3 shades of latency: How Netflix built a data architecture around timeliness

Like other companies operating at webscale, Netflix knows that processing and serving up lots of data — some to customers, some for use on the backend — doesn’t have to happen either right away or never. It’s more like a gray area, and Netflix detailed the uses for three shades of gray — online, offline and nearline processing — in a post on its tech blog on Wednesday.

The Netflix way of processing data online, offline and nearline.

The whole point of its data architecture is to tackle latency by pointing workloads and tasks toward systems designed to work at their speed. People love to think about Hadoop when they think about web data, but the reality is that relying solely on batch processing means data can get stale and applications probably don’t include the newest user input.

Netflix uses online processing for receiving information from users in real time and serving up responses right away, such as looking at a new rating or some other customer action to change the set of movies shown to the customer. Real-time processing works best when algorithms are relatively simple and when data is on the smaller side. The data feeding in to computations must also be available right away.

Nearline processing happens when the data needs to be computed in real time but can be stored for serving up at a later point in time. This option makes sense when computations are more complex and are amenable to a more-traditional database-oriented approach. Netflix uses a variety of databases, including MySQL, the NoSQL Cassandra database and its own homemade EVcache system.

Offline processing in Netflix’s world might also be called batch processing — think bigger and longer-term Hadoop jobs. It also fits for compute-heavy projects to train new models that will come into use at a later date. And it’s a backup for situations when real-time processing isn’t possible.

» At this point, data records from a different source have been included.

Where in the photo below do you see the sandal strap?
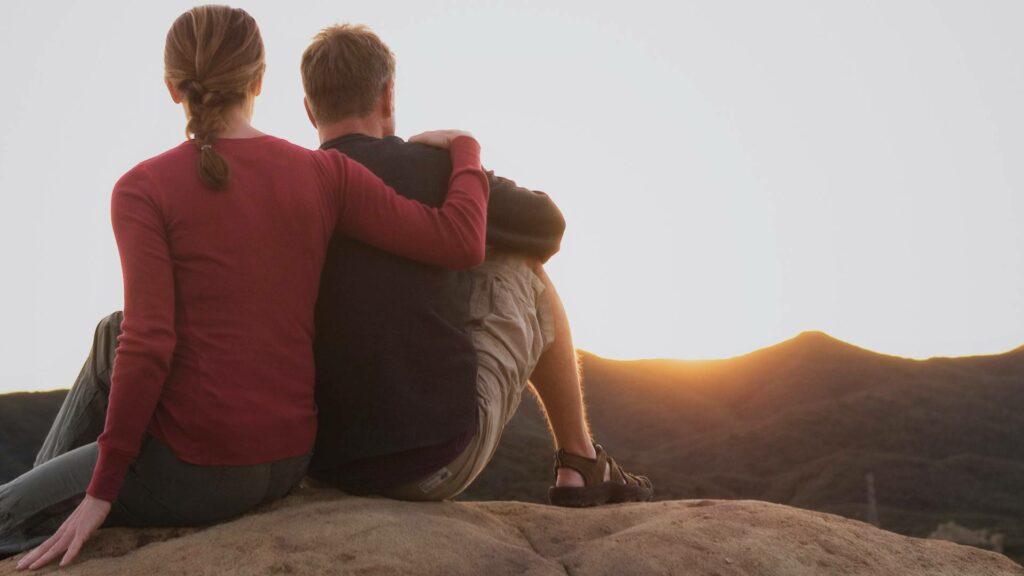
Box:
[555,444,651,488]
[555,444,608,486]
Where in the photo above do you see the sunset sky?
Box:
[0,0,1024,393]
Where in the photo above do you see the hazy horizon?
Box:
[0,0,1024,393]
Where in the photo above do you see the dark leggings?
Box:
[0,313,309,558]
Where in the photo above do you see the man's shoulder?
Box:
[327,135,451,166]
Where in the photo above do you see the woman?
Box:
[0,6,487,569]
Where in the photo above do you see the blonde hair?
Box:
[302,24,394,124]
[164,5,266,190]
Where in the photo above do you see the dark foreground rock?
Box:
[0,489,1024,576]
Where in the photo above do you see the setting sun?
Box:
[0,1,1024,392]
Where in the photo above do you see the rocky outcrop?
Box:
[0,490,1024,576]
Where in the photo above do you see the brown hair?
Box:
[302,24,394,124]
[164,6,265,190]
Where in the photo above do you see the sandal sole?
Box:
[548,482,654,508]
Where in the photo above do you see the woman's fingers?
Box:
[60,535,85,568]
[18,529,72,570]
[409,130,473,149]
[16,526,65,570]
[17,496,111,570]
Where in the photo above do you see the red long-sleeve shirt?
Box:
[88,136,487,501]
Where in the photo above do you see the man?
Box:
[302,26,651,506]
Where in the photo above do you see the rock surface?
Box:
[0,489,1024,576]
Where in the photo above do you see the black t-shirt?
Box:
[310,134,565,485]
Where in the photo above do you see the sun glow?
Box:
[0,0,1024,393]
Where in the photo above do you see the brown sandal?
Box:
[548,444,654,507]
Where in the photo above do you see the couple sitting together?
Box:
[0,6,651,568]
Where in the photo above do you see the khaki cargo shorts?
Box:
[386,252,554,500]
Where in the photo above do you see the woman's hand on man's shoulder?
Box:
[409,130,473,149]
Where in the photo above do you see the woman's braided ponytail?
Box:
[164,6,264,190]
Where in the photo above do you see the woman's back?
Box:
[103,136,337,473]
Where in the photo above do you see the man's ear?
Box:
[380,79,394,119]
[164,78,183,104]
[302,96,319,129]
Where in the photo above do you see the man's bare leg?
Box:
[529,262,597,486]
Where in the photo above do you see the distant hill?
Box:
[466,332,1024,561]
[0,332,1024,561]
[0,390,68,484]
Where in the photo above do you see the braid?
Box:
[164,6,265,190]
[178,80,245,190]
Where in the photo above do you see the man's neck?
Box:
[316,114,390,145]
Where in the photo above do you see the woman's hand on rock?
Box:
[17,495,111,570]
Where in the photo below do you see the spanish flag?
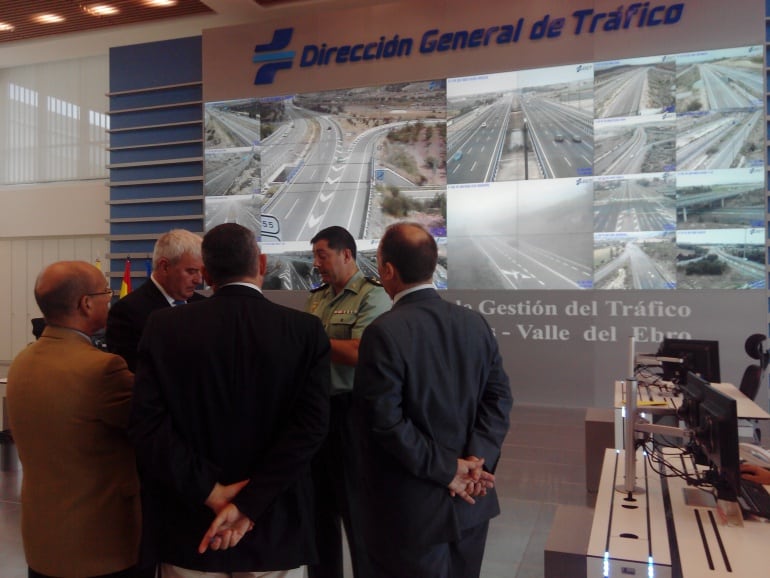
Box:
[120,258,131,299]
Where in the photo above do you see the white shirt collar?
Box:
[393,283,435,305]
[150,273,175,306]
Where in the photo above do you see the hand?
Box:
[741,464,770,484]
[205,480,249,514]
[448,456,495,504]
[465,456,495,497]
[198,504,254,554]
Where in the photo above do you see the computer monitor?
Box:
[680,372,741,500]
[658,337,722,384]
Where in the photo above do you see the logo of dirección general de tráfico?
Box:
[251,28,294,84]
[252,7,685,85]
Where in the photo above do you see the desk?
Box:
[586,450,770,578]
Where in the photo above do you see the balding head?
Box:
[378,223,438,285]
[35,261,111,335]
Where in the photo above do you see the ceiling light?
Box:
[82,4,120,16]
[33,13,64,24]
[144,0,177,8]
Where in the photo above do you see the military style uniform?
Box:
[305,271,391,395]
[305,271,391,578]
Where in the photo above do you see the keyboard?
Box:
[738,479,770,518]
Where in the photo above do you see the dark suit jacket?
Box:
[131,285,330,572]
[105,279,205,372]
[7,326,141,576]
[353,289,513,548]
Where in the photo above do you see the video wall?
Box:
[204,46,765,290]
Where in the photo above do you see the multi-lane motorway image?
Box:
[594,233,676,289]
[204,46,766,290]
[594,112,676,175]
[205,81,446,241]
[676,168,766,229]
[447,65,593,184]
[594,173,676,233]
[676,46,764,113]
[676,108,764,171]
[594,56,675,118]
[676,227,765,289]
[447,179,593,289]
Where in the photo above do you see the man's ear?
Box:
[201,265,213,287]
[380,262,396,281]
[259,253,267,277]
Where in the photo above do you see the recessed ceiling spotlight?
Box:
[144,0,177,8]
[33,13,65,24]
[83,4,120,16]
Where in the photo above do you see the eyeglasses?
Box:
[86,288,115,297]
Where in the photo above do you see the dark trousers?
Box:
[27,567,155,578]
[369,520,489,578]
[308,393,372,578]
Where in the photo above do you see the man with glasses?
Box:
[105,229,205,371]
[7,261,141,578]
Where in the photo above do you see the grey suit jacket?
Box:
[353,289,513,547]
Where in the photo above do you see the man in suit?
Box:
[353,223,513,578]
[7,261,141,578]
[131,223,330,578]
[105,229,205,371]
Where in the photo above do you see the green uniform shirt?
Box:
[305,271,391,395]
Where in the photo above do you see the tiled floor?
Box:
[0,406,594,578]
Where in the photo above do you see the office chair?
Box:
[738,363,762,400]
[738,333,770,443]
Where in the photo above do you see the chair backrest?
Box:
[739,364,762,400]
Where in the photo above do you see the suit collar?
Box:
[40,325,91,345]
[393,287,441,307]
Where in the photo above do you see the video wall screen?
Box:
[204,46,765,290]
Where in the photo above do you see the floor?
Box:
[0,406,595,578]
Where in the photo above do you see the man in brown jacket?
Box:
[7,261,141,578]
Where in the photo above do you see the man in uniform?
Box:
[306,226,390,578]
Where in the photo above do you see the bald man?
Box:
[7,261,141,578]
[353,223,513,578]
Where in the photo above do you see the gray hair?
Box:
[152,229,202,269]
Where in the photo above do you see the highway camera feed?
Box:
[204,46,765,290]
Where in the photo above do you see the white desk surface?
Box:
[656,446,770,578]
[586,449,770,578]
[615,381,770,419]
[586,449,672,578]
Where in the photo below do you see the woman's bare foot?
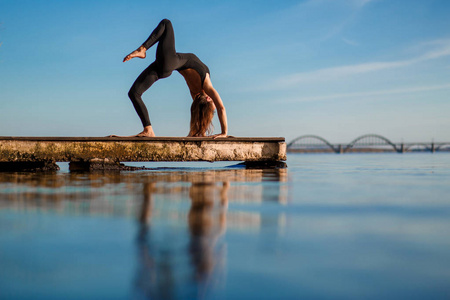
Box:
[107,125,156,138]
[123,46,147,62]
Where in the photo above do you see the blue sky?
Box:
[0,0,450,142]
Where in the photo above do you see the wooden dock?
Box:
[0,137,286,170]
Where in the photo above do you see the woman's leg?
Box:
[142,19,184,78]
[128,63,159,128]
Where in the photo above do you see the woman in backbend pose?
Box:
[123,19,228,137]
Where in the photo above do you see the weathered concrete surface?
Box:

This online-nearline-offline approach is fairly common among web companies that understand that different applications can tolerate different latencies. LinkedIn has built its data infrastructure with the same general theory in mind. Facebook, too, has thought deeply about this. The social network recently detailed a new memcached-like data store called McDipper that foregoes DRAM for flash in order to cut costs for tasks that can live with slightly higher latency.